Configure storage type data replication

To get the file system data replica values, run the mmlsfs <fsName> -r -R command to review the output values. The value of -r is the default number of data replicas and the value of -R is the maximum number of data replicas.

Important: The value of -R cannot be changed after the file system creation. Usually, the value 3 is the recommended values for -r and -R if you are using IBM Storage Scale FPO and the value 1 for -r and 2 for -R are recommended values for production when you are using Centralized Storage.

For different storage modes, refer to the following table for recommended combination for dfs.replication, gpfs.replica.enforced and file system data replica.

Table 1. Configurations for data replication
Storage mode dfs.replication gpfs.replica.enforced File system data replica Comments
#1 FPO

(gpfs.storage.type=local)

3 gpfs or dfs -r = 3 -R = 3 Other combinations are not recommended.
#2 IBM Storage Scale System

(gpfs.storage.type=shared)

1 dfs -r = 1 -R = 2

-r = 1 -R = 3

Follow the HDFS protocol. But the job will fail if one DN is down after getBlockLocation is returned.

Potential issue: Does not show the advantage that all DN can access the blocks.

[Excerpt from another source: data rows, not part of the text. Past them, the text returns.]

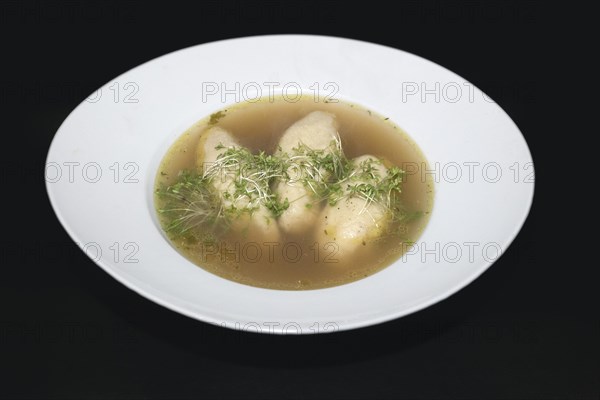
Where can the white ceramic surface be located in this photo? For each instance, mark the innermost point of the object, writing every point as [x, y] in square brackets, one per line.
[123, 130]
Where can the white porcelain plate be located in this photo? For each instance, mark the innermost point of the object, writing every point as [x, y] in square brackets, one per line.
[103, 159]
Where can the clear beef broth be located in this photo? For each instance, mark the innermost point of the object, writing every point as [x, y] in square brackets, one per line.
[299, 261]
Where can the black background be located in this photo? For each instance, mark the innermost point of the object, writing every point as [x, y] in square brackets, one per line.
[524, 329]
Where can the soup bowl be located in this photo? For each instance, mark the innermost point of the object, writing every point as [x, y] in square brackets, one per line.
[103, 160]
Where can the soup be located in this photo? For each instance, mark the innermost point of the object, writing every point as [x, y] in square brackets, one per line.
[293, 196]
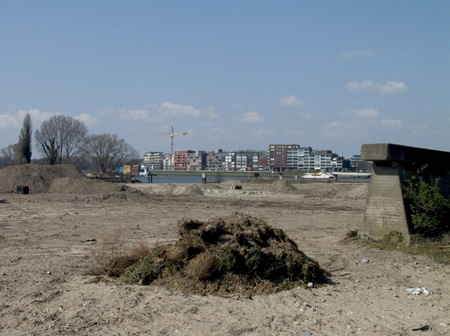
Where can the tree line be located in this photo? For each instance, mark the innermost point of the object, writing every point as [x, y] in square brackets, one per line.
[65, 140]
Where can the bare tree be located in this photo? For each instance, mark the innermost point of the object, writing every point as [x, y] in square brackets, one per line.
[10, 155]
[25, 140]
[60, 138]
[107, 151]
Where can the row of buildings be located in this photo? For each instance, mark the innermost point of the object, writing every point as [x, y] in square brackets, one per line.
[278, 158]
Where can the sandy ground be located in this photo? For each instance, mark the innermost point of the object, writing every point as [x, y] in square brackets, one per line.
[45, 241]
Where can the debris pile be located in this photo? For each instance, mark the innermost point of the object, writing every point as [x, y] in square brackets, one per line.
[37, 177]
[234, 254]
[61, 179]
[280, 186]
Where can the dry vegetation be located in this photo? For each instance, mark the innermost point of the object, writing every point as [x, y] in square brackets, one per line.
[234, 254]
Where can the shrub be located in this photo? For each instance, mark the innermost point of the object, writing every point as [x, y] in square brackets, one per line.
[429, 209]
[112, 257]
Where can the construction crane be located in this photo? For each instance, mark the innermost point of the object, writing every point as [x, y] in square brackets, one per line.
[171, 138]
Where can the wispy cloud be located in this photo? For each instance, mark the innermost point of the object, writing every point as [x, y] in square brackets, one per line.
[291, 101]
[263, 132]
[16, 120]
[88, 119]
[366, 113]
[166, 110]
[334, 124]
[305, 115]
[351, 54]
[252, 117]
[392, 123]
[390, 88]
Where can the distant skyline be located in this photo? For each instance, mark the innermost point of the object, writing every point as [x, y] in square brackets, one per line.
[232, 74]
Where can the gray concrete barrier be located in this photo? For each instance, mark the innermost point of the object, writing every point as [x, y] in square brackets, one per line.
[386, 210]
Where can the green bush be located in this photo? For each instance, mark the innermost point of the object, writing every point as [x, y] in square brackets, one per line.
[430, 211]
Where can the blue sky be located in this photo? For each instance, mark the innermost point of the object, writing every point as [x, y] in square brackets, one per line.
[233, 74]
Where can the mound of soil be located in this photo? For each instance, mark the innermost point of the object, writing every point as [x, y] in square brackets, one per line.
[68, 185]
[39, 178]
[234, 254]
[280, 186]
[176, 189]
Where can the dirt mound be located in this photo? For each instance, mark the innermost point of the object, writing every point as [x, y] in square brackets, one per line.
[67, 185]
[358, 191]
[280, 186]
[235, 254]
[176, 189]
[37, 177]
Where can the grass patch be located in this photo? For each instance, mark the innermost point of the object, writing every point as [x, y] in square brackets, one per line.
[234, 254]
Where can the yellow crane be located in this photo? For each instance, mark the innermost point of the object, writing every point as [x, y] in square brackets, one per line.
[171, 137]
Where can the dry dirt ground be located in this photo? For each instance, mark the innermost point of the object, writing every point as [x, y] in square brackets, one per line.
[45, 241]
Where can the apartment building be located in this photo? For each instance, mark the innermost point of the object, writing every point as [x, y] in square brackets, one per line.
[215, 160]
[197, 160]
[281, 157]
[153, 160]
[241, 161]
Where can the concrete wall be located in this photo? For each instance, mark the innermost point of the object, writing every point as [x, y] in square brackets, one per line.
[386, 210]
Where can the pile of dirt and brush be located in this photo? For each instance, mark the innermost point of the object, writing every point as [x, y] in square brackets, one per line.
[63, 178]
[235, 254]
[280, 186]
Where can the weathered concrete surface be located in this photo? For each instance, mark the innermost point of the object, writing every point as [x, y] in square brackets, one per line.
[392, 164]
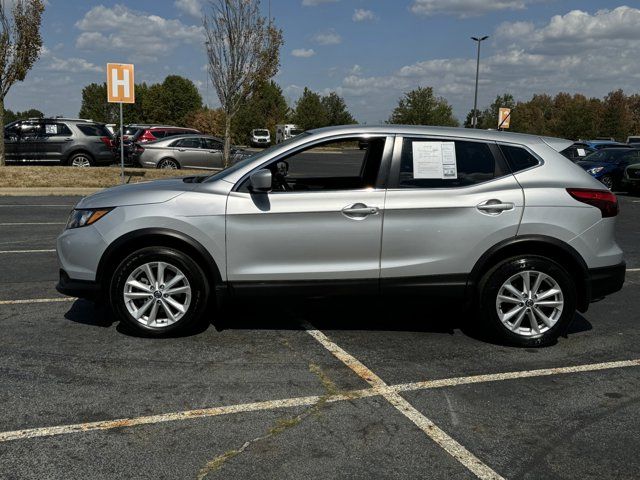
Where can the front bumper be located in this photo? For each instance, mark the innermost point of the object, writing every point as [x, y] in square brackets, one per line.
[78, 288]
[605, 281]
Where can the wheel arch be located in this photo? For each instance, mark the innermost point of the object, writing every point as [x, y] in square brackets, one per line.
[552, 248]
[119, 249]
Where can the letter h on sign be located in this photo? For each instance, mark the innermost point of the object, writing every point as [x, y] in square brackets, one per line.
[120, 83]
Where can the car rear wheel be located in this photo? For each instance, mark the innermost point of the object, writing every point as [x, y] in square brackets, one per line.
[159, 290]
[527, 301]
[607, 181]
[82, 160]
[168, 164]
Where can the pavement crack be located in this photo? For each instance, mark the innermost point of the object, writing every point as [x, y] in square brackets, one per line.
[282, 425]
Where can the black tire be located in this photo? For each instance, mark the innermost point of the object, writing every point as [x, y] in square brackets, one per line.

If you are using this configuration you must use the mmlsattr command to check the file replication value. If the set file replication value is less than the dfs.replication value, the HDFS interface cannot be used to check the file replication value because the NameNode returns at least the dfs.replication value in the shared storage mode.

#3 IBM Storage Scale System

(gpfs.storage.type=shared)

2 or 3 gpfs -r = 1 -R = 2

-r = 1 -R = 3

Follow the HDFS protocol (returns 2 or 3 DNs) but does not match the real storage usage on GPFS level.

Job will not fail if one DN is down after getBlockLocation is returned.

Potential risk: Upper-layer applications calculate the disk space consumption as replication * file size, thinking a file takes more storage space than it actually does. HDFS Transparency will still use the actual disk space correctly.

#4 IBM Storage Scale System

(gpfs.storage.type=shared)

1 gpfs -r = 1 -R = 2

-r = 1 -R = 3

Do not use if the application wants to set the replication value from HDFS protocol.
#5 IBM Storage Scale System

(gpfs.storage.type=shared)

2 or 3 dfs -r = 1 -R = 2

-r = 1 -R = 3

All the data will be set as replica 2 or 3 which will not take advantage of using IBM Storage Scale System or SAN storage.

If you are using this configuration you must use the mmlsattr command to check the file replication value. If the set file replication value is less than the dfs.replication value, the HDFS interface cannot be used to check the file replication value because the NameNode returns at least the dfs.replication value in the shared storage mode.

Note:
  • The dfs.replication is defined in the hdfs-site.xml file. The gpfs.storage.type and gpfs.replica.enforced are defined in the gpfs-site.xml file.
  • Starting from HDFS Transparency version 3.1.1-1, the default value for dfs.replication is 3 in hdfs-site.xml and gpfs.replica.enforced is gpfs in gpfs-site.xml.
  • The dfs.replication value should be smaller or equal to the DataNode count.